If you are wondering whether to include a child not yet born/adopted see Children born/adopted recently or expected.
Children aged between 16 and 20
Child Tax Credit and Universal Credit can include an amount for a 16-19 year old as your dependent child if they count as a ‘Qualifying Young Person’. Only include a 16-19 as a child in the calculator if they are covered by the rules below.
Young people in higher education (higher than GCSE, A level, SCE higher level or NVQ/SVQ level 3) do not count as a 'Qualifying Young Person' for Child Tax Credit or Universal Credit. If your child is not a qualifying young person you should include them as another adult in the household by saying 'yes' to 'Does anyone else live in your home?'
A 'Qualifying Young Person' for Child Tax Credit is someone who is:
- 16 years old until the 31 August following their 16th birthday, or
- 16 or 17 years old who is registered for work, education or training in certain circumstances
- Under 20 years and in full-time non-advanced education or approved training, so long as this commenced before the age of 19.
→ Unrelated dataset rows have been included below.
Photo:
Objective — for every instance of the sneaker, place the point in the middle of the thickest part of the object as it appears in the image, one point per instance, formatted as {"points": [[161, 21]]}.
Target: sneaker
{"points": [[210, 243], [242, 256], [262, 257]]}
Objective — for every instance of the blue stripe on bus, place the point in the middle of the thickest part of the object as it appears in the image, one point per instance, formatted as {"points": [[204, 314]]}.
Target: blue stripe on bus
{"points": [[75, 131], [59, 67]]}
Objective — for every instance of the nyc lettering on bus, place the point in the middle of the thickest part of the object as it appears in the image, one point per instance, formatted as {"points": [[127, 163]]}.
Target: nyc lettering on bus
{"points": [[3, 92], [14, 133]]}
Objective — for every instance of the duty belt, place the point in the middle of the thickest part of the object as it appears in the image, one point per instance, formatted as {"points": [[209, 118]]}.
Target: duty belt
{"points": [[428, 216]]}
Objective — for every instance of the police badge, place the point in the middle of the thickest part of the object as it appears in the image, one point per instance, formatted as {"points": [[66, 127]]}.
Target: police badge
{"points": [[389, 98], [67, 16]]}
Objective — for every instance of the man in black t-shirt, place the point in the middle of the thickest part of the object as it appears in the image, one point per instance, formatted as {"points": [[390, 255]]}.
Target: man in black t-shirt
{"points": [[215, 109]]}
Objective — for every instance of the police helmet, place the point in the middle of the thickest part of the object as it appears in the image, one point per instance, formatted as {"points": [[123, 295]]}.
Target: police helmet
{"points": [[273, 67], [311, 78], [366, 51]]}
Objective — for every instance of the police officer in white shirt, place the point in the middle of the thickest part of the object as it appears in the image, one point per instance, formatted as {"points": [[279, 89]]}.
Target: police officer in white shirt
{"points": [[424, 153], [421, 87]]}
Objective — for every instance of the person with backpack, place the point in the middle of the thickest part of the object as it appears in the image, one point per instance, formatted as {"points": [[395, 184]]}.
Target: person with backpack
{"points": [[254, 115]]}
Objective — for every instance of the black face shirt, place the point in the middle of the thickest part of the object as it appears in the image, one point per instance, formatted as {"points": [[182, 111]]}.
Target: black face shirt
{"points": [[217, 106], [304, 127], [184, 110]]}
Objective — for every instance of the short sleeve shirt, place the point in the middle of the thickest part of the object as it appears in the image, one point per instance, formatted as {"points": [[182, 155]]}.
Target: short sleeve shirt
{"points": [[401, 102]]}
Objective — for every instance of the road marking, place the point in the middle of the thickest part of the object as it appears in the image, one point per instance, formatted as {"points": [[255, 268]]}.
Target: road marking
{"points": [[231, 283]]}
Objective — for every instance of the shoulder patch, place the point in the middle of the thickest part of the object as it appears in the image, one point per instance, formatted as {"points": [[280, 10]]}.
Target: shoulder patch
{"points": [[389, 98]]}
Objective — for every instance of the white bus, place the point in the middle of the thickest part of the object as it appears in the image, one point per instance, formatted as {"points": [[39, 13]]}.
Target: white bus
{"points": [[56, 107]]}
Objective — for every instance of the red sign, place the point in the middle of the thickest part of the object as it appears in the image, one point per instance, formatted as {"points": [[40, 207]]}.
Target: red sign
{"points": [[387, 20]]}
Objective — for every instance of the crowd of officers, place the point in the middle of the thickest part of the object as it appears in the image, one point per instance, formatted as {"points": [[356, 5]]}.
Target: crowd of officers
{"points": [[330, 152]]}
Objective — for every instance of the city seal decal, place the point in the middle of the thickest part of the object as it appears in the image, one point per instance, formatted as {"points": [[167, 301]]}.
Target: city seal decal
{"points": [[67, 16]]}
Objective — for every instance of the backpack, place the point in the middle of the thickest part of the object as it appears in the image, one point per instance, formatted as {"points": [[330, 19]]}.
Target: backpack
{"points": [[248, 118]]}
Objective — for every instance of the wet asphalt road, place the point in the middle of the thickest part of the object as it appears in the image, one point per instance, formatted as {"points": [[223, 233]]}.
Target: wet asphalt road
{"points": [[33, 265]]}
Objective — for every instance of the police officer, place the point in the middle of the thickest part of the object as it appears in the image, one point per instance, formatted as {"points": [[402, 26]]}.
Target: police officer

A 'Qualifying Young Person' for Universal Credit child element is someone who has reached the age of 16 but not 20, up to but not including:
- the 1 September following their 16th birthday; or
- the 1 September following their 19th birthday, if they are enrolled on, or accepted for, approved training or a course of non-advanced education
Where the young person is aged 19, they must have started the education or training or been enrolled on or accepted for it before reaching that age.
IMPORTANT: If you are claiming Universal Credit and have a 19 year old in approved training or non-advanced education, you should still include them as a dependant child in the calculator and we will work out if a child element should be included for them in Universal Credit or not. You can still receive Child Benefit for them until they turn 20 and they will still count as a child for Council Tax Support for as long as you are receiving Child Benefit.
If you share custody of a child it is the person with 'main responsibility' who is normally eligible to claim Child Benefit, Child Tax Credit or the Universal Credit child element for that child.
When deciding who has main responsibility for a child, the number of days the child lives with you is important (the 'normally living with' test). However this is not the only factor considered. For Child Tax Credit the 'normally living with' test can be considered on a more flexible basis than for Child Benefit. See HM Revenue and Customs advice on shared responsibility.
Care and adoption
If you have a child who is in care or you are caring for or adopting a child, then special rules apply to both Child Benefit and Child Tax Credit. You should ask HM Revenue and Customs how the rules affect you.
If you are fostering a child you do not get Child Benefit for do not include them as a child in the calculator, you can enter any fostering allowance you receive on the net income page although this is ignored when calculating benefits.
Rules in out-of-work benefits
You can no longer make a new claim for means-tested out-of-work benefits (Income Support, income-based Jobseeker’s Allowance and income-related Employment and Support Allowance). If you are already receiving one of these benefits the calculator works out entitlement on an ‘adult-only’ basis. If you get child additions in your out-of-work benefit see child additions in Income Support and JSA.